The Pacific™ Plus PTA Catheter is intended to dilate stenoses in the iliac, femoral, iliofemoral, popliteal, infrapopliteal and renal arteries; and for the treatment of obstructive lesions of native or synthetic arteriovenous dialysis fistulae.

Warning: Prior to use, refer to the Instructions for Use supplied with these devices for indications, contraindications, side effects, suggested procedure, warnings and precautions.
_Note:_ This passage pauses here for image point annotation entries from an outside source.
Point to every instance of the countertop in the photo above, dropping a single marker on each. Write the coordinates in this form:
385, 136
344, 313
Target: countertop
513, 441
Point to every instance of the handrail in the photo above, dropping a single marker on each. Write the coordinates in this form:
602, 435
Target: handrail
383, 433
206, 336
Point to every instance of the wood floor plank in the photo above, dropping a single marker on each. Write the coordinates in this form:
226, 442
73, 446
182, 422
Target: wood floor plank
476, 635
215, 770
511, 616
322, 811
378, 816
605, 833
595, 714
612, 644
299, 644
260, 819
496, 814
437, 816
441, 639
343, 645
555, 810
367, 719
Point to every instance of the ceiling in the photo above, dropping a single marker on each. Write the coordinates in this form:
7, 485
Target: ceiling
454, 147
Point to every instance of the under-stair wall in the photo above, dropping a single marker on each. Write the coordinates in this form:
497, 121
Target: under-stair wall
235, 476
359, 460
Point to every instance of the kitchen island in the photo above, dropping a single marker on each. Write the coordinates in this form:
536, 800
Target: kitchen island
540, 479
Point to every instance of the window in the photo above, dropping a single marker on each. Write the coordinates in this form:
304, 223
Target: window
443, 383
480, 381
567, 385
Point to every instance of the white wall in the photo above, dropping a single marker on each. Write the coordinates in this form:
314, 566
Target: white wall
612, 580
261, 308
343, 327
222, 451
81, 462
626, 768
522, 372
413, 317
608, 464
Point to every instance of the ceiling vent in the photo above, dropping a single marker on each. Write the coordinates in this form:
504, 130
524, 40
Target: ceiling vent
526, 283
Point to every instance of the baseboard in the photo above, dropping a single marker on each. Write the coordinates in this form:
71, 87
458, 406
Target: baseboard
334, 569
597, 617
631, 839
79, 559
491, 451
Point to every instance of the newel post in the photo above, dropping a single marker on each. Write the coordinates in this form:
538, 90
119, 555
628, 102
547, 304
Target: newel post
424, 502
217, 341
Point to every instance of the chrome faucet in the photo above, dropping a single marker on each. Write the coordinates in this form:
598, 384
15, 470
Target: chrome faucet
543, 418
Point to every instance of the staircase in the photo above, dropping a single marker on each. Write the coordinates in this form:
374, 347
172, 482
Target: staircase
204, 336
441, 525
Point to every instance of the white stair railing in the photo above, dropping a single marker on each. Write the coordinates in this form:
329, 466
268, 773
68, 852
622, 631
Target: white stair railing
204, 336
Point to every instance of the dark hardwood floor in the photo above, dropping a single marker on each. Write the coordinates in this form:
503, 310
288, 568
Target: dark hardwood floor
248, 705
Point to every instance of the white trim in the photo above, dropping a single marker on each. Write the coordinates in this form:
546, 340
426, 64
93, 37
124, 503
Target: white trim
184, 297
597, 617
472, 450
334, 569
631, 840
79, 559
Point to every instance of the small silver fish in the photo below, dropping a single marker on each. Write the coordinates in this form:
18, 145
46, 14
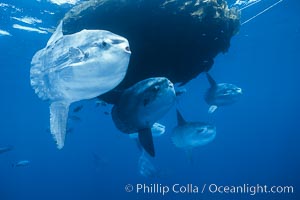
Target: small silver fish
21, 163
221, 94
6, 149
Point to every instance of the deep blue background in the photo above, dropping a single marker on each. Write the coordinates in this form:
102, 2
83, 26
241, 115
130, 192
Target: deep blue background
257, 138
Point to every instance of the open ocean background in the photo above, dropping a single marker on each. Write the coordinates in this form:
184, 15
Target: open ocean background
257, 138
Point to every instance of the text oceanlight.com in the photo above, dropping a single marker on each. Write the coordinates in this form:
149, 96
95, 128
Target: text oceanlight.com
208, 188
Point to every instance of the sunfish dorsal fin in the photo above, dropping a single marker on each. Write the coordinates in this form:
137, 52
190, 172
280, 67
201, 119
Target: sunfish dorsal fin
56, 35
211, 81
180, 119
146, 140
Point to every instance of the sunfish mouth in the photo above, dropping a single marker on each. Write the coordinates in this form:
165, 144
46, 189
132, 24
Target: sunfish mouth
127, 49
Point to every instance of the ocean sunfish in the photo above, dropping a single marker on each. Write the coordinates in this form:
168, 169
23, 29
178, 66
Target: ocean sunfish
157, 130
74, 67
188, 135
221, 94
141, 105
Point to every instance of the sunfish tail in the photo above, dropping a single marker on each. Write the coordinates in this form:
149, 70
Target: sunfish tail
58, 121
146, 140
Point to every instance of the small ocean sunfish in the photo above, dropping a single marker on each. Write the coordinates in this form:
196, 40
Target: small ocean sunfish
141, 105
221, 94
188, 135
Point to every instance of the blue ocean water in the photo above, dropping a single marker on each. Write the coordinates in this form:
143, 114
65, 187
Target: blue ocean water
257, 138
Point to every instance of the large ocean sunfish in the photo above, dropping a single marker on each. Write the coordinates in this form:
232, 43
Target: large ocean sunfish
74, 67
141, 105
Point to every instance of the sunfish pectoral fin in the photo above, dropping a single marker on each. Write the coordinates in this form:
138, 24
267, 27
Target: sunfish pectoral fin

Warning: Do not exceed the rated burst pressure.

Caution: Larger models of the Pacific™ Plus PTA catheter may exhibit slower deflation times, particularly on long catheter shafts.

Potential Adverse Events: Possible adverse events associated with use of the Pacific™ Plus PTA Catheter include, but are not limited to, complications related to puncture such as, but not limited to, local hematoma, infection and hemorrhage; dilatation related complications including, but not limited to, dissection, perforation and restenosis; angiography related complications such as, but not limited to, hypotension, drug/allergic reactions and death.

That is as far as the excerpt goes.